VI. Under consideration: Provide objective and standard definitions of frequency for ODD symptom threshold.
The DSM-IV criteria for ODD define each symptom as occurring “often” (e.g., often loses temper). In the text, the frequency threshold is defined as follows:
“the behaviors must occur more frequently than is typically observed in individuals of comparable age and developmental level and must lead to significant impairment in social, academic, or occupational functioning” (p. 100).
The workgroup is currently reviewing secondary data analyses from various clinic and community samples of children and adolescents of various age groups to determine if a more objective frequency criteria can be used to define symptom thresholds.

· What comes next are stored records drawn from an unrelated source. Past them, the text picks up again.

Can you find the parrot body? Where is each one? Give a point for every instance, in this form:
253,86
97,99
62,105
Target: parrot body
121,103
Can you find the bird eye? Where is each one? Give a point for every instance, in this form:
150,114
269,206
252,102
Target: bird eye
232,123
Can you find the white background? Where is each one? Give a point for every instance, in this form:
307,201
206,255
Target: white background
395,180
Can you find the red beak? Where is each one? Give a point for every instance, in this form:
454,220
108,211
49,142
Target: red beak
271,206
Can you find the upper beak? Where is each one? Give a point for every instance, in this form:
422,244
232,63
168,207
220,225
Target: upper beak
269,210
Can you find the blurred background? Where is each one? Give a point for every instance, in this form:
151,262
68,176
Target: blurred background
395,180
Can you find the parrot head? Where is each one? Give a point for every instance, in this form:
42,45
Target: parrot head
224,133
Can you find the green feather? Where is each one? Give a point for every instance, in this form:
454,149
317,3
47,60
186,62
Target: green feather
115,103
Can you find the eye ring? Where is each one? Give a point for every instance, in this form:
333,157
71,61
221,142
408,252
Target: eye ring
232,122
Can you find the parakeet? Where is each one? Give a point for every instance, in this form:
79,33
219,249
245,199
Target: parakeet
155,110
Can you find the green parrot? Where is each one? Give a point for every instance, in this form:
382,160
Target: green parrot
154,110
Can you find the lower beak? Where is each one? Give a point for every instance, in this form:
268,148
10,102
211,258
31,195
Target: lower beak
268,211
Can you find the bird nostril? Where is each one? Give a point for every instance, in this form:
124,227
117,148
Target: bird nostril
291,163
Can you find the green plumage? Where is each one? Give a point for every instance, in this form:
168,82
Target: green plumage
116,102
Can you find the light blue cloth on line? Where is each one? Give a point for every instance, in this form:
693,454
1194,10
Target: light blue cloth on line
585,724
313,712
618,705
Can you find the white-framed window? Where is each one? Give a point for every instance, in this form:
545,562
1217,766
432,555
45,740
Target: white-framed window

a. Advantages - such objective criteria could provide clinician with guidance from research as to what level of these behaviors, which occur to some degree in non-disordered individuals, is indicative of a more pathological condition.
a. Disadvantages - such objective criteria change the wording of symptoms that have been evaluated extensively by research and have proven indicative of an impairing condition; further, it may be impossible to find objective thresholds that generalize across age, gender, and cultural groups and such decisions may be best left to clinicians.
0 - Absent: Shows fewer than two symptoms
1 - Subthreshold: Shows at least two but fewer than four symptoms or symptoms do not cause significant impairment in any setting
2 - Mild: Shows at least four symptoms but symptoms are confined to only one setting (e.g., at home, at school, at work, with peers)
3 - Moderate: Shows at least four symptoms and some symptoms are present in at least two settings
4 - Severe: Shows at least four symptoms and some symptoms are present in 3 or more settings
Oppositional Defiant Disorder
A. A pattern of negativistic, hostile, and defiant behavior lasting at least 6 months, during which four (or more) of the following are present:
(1) often loses temper
(2) often argues with adults
(3) often actively defies or refuses to comply with adults' requests or rules
(4) often deliberately annoys people
(5) often blames others for his or her mistakes or misbehavior
(6) is often touchy or easily annoyed by others
(7) is often angry and resentful
(8) is often spiteful or vindictive
Note: Consider a criterion met only if the behavior occurs more frequently than is typically observed in individuals of comparable age and developmental level.
B. The disturbance in behavior causes clinically significant impairment in social, academic, or occupational functioning.
C. The behaviors do not occur exclusively during the course of a Psychotic or Mood Disorder.
D. Criteria are not met for Conduct Disorder, and, if the individual is age 18 years or older, criteria are not met for Antisocial Personality Disorder.